[jira] [Updated] (JENA-1502) SPARQL extensions for processing CSV, XML and JSON

Claus Stadler (JIRA) Fri, 09 Mar 2018 01:32:45 -0800

     [ 
https://issues.apache.org/jira/browse/JENA-1502?page=com.atlassian.jira.plugin.system.issuetabpanels:all-tabpanel
 ]


Claus Stadler updated JENA-1502:
--------------------------------
    Description: 
Many systems have been built so far for transforming heterogeneous data - most 
prominently CSV, XML and JSON) to RDF.
As it turns out, with a few extensions to ARQ, Jena becomes (at least for me) 
an extremely convenient tool for this task.

To clarify our point, for a project we have to convert several (open) datasets, 
and we came up with a solution where we just have to execute a sequence of 
SPARQL queries making use of our ARQ extensions.

In [this 
repository|https://github.com/QROWD/QROWD-RDF-Data-Integration/tree/master/datasets/1046-1051]
 there are sub folders with JSON datasets, and the conversion is just a matter 
of running the SPARQL queries in the files 
[workloads.sparql|https://github.com/QROWD/QROWD-RDF-Data-Integration/blob/master/datasets/1046-1051/workloads.sparql]
 (which adds triples describing workloads into a jena in-memory dataset) and 
[process.sparql|https://github.com/QROWD/QROWD-RDF-Data-Integration/blob/master/datasets/1046-1051/process.sparql]
 (which processes all workloads in that dataset and inserts triples into a 
(named) result graph).

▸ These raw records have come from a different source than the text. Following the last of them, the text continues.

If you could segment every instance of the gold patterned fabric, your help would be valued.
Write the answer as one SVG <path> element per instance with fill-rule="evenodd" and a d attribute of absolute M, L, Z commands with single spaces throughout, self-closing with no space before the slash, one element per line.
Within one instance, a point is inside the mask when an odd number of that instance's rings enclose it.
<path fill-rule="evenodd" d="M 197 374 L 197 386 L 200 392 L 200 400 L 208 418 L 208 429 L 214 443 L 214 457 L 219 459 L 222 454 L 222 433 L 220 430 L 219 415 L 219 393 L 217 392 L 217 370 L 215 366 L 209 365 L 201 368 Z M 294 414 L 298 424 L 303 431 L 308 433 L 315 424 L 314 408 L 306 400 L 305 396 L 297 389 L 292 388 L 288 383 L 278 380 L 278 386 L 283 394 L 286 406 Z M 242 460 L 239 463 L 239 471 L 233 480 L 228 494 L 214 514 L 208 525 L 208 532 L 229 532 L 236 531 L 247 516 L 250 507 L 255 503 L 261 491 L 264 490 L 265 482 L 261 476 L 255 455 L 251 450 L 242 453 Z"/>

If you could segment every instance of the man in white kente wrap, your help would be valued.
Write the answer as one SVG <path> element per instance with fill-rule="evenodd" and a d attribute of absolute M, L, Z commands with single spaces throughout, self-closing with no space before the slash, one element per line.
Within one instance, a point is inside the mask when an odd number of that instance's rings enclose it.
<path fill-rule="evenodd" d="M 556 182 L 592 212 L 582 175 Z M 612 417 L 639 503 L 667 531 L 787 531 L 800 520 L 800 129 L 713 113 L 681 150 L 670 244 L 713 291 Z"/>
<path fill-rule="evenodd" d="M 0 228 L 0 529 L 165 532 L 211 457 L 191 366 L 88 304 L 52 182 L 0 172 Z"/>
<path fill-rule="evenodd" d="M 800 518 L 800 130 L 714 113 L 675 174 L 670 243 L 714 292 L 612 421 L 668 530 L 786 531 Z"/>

We created a [thin command line 
wrapper|https://github.com/SmartDataAnalytics/Sparqlintegrate] to conveniently 
run these conversions.

An example of these extension functions:
{code:sql}
# Add labels of train / bus stops
INSERT {
  GRAPH eg:result { ?s rdfs:label ?l }
}
WHERE {
  ?x eg:workload ?o
  BIND(json:path(?o, "$.stopNames") AS ?stopNames)
  ?stopNames json:unnest (?l ?i) .

  GRAPH ?x { ?s eg:stopId ?i }
}
{code}


In fact, these SPARQL ARQ extensions would enable any Jena-based project to 
perform such integration tasks - and for instance one could already start a 
Fuseki  in order to play around with conversions in a Web interface.



* Is there interest to integrate our ARQ [SPARQL extension 
functions|https://github.com/SmartDataAnalytics/jena-sparql-api/tree/develop/jena-sparql-api-sparql-ext]
 into Jena? If so, what would we have to do and where (which existing or new 
jena module) would be the most appropriate place?
We are also open to discussion and changes on what exactly the signatures of 
these extension functions should look like.
* Maybe the functionality of running files containing sequences of SPARQL 
queries could also be added to Jena directly - as I think there is no magic 
outside the scope of Jena to it.


  was:
Many systems have been built so far for transforming heterogeneous data - most 
prominently CSV, XML and JSON) to RDF.
As it turns out, with a few extensions to ARQ, Jena becomes (at least for me) 
an extremely convenient tool for this task.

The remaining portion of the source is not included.